By: Leslie Stevens-Huffman
The lackluster economy has taken its toll on employees. A research report by the Society for Human Resource Management (SHRM) found that only 29 percent of workers in the 31-to-61 age group were “very satisfied” with their job. The rest were either “somewhat satisfied” or not satisfied at all.
To avoid losing valuable professionals when the job market rebounds, top engineering managers are taking steps to boost morale and retention. Here are five recommendations for improving morale.
Improve the work environment
Downsizing not only reduced operating costs at the Washington D.C. office of SmithGroupJJR, one of the largest architecture, engineering and planning firms in the U.S, it helped director of engineering, John Harriman, create a more efficient work environment. The firm’s new intimate quarters foster collaboration because project teams can sit together, share updates and hold impromptu meetings, while dispersed teams connect via video conference in separate huddle rooms.
“We’ve created a more compressed, studious environment with fewer distractions because professionals step away from the main floor to take conference calls,” said Harriman.
The firm also invested in new technology. Specifically, installing dual computer monitors at every workstation has increased efficiency and attracted the attention of tech-savvy Gen X and Gen Y engineers, according to Harriman.
Reward top performers
Primera Engineers Ltd., a Chicago-based engineering, design, commissioning and construction management firm, is forecasting a profit for 2012. But, instead of awarding shares based on tenure and salary, managers will award 25 percent of the pot to less-tenured, top performers.
“We didn’t distribute profits last year and we only gave small cost of living increases, so we thought it was important to reward performance as well as longevity,” said Ken Panucci, senior vice president.
In years past, competitors often snatched SmithGroupJJR’s engineers once they obtained their professional engineering (PE) license. But no one has left since senior management started proactively investing in high-potential professionals.
“We decided to take a long-term view when it comes to compensation,” explained Harriman. “Now, we award raises and additional responsibilities in anticipation of an engineer’s future success.”
Offer stretch assignments and cross-training
With baby boomers delaying retirement, and fewer projects to go around, junior engineers face a dearth of promotional opportunities. Innovative managers are using cross-training regimens and stretch assignments to keep up-and-coming professionals from losing interest or seeking greener pastures.
“Instead of waiting until they earn their PE designation to pick a specialty, we’re giving young engineers exposure to a variety of skills and disciplines, so they can select a specialty and see a future with our firm,” noted Harriman.
Keep your commitments
Instead of adding full-time engineers, Panucci says he’ll continue to use contract professionals to handle temporary peaks and prevent staff burnout until the economy and project base stabilize.
“We haven’t cut staff because we’re committed to being an employer of choice,” said Panucci.
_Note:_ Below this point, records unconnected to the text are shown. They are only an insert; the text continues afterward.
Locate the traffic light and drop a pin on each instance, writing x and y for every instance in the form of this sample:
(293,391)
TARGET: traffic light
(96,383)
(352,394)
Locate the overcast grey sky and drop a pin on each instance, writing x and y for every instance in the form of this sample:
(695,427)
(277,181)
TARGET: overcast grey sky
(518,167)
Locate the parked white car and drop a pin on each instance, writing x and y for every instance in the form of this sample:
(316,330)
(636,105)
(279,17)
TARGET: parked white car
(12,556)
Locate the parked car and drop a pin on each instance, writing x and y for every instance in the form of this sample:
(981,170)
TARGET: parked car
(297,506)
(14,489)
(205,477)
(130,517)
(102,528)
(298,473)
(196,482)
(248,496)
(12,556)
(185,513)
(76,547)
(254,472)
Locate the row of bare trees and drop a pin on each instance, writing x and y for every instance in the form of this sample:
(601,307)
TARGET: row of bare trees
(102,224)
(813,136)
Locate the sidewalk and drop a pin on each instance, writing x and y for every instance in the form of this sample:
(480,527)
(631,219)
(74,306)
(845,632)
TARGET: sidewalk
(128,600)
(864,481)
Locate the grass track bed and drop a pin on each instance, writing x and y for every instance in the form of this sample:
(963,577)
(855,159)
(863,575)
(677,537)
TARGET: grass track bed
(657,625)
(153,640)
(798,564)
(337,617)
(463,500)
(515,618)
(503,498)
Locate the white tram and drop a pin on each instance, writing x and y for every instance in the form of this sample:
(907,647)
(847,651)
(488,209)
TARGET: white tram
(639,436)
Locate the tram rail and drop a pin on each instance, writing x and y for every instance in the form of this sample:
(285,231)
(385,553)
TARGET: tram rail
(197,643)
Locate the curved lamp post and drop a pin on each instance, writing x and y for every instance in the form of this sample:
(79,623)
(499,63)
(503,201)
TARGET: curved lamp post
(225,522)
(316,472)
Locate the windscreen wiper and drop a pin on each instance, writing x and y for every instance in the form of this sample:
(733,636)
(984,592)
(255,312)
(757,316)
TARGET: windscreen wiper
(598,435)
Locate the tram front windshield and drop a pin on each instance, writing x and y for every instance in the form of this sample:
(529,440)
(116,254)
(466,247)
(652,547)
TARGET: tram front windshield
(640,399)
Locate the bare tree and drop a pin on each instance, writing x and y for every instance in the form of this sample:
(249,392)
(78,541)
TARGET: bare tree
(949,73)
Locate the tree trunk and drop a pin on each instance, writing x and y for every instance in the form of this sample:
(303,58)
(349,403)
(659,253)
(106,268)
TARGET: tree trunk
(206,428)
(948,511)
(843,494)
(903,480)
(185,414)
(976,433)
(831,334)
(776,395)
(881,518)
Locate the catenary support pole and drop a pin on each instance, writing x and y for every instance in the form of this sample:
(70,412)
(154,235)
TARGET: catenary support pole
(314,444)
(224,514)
Engineers can give each other kudos in real-time, thanks to a new online performance appraisal system at Primera. The 360-degree feedback tool helps managers keep their fingers on the pulse of employees and initiate improvements.
To keep spirits high, Fridays frequently feature staff luncheons and team building events.
“Our staff has been loyal because we’ve kept our promises and we try to make things fun,” said Panucci. “Hopefully, our decisions will pay off when the economy finally turns around.”
In summary, by improving the work environment, rewarding top performers, offering assignments that expand junior engineers, keeping commitments and including fun in the mix, top engineering managers are helping to increase job satisfaction and retention. This will place forward thinking engineering managers in a stronger recruiting position as the economy recovers and talent becomes scarcer.